Let $$A$$ be a $$2 \times 2$$ matrix with $$\det(A) = -1$$ and $$\det((A + I)(\text{Adj}(A) + I)) = 4$$. Then the sum of the diagonal elements of $$A$$ can be:

We have a $$2 \times 2$$ matrix A with $$\det(A) = -1$$ and $$\det((A + I)(\text{Adj}(A) + I)) = 4$$.

For a $$2 \times 2$$ matrix, $$\text{Adj}(A) = \det(A) \cdot A^{-1} = -A^{-1}$$.

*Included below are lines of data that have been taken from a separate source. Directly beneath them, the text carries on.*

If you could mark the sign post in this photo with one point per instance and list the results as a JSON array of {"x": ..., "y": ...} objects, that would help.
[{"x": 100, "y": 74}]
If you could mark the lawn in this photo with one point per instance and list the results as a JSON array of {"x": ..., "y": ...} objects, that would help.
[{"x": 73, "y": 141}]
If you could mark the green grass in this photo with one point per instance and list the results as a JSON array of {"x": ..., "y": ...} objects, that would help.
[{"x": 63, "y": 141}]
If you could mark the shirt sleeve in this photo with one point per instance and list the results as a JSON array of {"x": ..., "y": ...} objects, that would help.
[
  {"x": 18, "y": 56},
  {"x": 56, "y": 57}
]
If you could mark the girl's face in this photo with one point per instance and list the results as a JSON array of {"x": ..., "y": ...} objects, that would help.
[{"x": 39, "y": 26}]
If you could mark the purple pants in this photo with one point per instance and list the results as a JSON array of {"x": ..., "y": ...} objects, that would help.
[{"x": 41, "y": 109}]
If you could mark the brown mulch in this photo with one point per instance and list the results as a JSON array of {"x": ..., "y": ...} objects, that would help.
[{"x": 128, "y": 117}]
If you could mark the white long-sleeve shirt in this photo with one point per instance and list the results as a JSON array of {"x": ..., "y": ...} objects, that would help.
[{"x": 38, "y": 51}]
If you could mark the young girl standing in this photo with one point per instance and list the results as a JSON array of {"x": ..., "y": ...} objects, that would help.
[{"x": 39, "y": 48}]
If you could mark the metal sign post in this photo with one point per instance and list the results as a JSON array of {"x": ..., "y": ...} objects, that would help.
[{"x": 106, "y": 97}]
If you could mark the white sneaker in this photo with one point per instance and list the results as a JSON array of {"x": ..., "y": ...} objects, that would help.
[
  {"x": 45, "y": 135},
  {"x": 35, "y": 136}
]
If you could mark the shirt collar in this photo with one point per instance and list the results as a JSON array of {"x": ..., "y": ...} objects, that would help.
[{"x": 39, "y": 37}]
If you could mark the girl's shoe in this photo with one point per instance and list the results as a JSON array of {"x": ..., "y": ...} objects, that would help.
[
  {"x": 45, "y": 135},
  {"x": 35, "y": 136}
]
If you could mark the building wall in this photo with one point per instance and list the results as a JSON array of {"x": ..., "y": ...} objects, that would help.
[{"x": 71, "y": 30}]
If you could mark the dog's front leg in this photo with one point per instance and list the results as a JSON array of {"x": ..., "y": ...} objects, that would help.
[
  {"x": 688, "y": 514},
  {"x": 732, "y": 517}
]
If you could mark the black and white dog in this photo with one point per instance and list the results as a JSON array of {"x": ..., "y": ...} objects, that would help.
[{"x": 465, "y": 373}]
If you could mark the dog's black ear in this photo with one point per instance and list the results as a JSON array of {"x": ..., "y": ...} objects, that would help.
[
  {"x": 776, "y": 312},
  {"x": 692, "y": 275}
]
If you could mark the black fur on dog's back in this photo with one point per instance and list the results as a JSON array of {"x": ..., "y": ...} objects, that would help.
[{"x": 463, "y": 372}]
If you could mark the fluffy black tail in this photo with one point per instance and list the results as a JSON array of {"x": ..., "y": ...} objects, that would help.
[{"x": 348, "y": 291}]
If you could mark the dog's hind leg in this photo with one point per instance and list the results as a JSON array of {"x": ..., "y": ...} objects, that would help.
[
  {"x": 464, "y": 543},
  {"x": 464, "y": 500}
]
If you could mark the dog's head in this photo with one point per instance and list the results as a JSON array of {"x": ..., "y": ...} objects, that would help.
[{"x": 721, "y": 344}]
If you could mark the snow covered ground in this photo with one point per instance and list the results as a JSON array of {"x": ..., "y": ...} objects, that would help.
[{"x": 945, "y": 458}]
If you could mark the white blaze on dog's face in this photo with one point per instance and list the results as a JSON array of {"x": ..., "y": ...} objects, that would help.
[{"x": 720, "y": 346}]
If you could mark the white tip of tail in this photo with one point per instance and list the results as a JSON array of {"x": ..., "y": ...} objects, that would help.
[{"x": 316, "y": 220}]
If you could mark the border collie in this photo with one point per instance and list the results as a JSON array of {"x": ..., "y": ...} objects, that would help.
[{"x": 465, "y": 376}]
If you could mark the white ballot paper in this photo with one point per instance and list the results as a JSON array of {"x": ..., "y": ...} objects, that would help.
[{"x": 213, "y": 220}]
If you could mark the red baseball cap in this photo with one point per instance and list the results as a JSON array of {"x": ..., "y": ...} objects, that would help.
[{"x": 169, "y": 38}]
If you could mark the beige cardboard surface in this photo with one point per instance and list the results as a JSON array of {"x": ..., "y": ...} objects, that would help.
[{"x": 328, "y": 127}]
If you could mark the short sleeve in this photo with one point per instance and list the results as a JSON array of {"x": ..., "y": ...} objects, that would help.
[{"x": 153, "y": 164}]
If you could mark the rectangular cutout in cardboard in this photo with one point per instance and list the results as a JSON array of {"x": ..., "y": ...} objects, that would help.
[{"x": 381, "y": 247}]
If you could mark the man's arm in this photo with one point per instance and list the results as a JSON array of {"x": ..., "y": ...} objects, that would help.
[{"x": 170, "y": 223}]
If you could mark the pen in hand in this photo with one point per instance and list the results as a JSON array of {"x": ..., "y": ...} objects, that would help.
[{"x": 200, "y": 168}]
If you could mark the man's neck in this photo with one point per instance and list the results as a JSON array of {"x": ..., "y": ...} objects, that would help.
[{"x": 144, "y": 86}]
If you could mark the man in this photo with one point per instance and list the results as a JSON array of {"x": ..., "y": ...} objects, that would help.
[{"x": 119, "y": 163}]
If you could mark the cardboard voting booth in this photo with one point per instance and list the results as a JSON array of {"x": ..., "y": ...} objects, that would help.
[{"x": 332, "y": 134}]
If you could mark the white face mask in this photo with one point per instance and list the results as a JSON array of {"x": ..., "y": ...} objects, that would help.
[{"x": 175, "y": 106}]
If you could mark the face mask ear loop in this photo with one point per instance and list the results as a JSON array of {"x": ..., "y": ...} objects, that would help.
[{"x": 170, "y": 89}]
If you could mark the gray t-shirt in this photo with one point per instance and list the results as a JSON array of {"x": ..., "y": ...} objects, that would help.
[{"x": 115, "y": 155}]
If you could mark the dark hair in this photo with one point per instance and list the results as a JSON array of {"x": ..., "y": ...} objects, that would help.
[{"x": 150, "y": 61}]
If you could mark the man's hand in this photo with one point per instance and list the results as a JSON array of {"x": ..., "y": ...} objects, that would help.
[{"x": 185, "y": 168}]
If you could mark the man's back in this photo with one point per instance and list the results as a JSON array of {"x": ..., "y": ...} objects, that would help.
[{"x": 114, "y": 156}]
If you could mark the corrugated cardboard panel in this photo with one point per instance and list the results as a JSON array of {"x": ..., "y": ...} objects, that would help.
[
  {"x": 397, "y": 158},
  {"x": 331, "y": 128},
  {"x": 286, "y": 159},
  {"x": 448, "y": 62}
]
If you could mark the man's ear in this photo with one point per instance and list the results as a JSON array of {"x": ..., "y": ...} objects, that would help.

$$(A + I)(\text{Adj}(A) + I) = (A + I)(-A^{-1} + I) = (A + I)(I - A^{-1})$$

$$= A \cdot I - A \cdot A^{-1} + I \cdot I - I \cdot A^{-1}$$

$$= A - I + I - A^{-1} = A - A^{-1}$$

Let $$\text{tr}(A) = s$$. By Cayley-Hamilton: $$A^2 - sA + \det(A) \cdot I = 0$$, so $$A^2 = sA + I$$.

From $$A \cdot A^{-1} = I$$: $$A^{-1} = \frac{1}{\det(A)}(sI - A) = -(sI - A) = A - sI$$.

$$A - A^{-1} = A - (A - sI) = sI$$

$$\det(A - A^{-1}) = \det(sI) = s^2 = 4$$

$$s = \pm 2$$

The sum of diagonal elements of A can be $$2$$ or $$-2$$. From the options, $$2$$ is available.

Therefore, the correct answer is Option B: 2.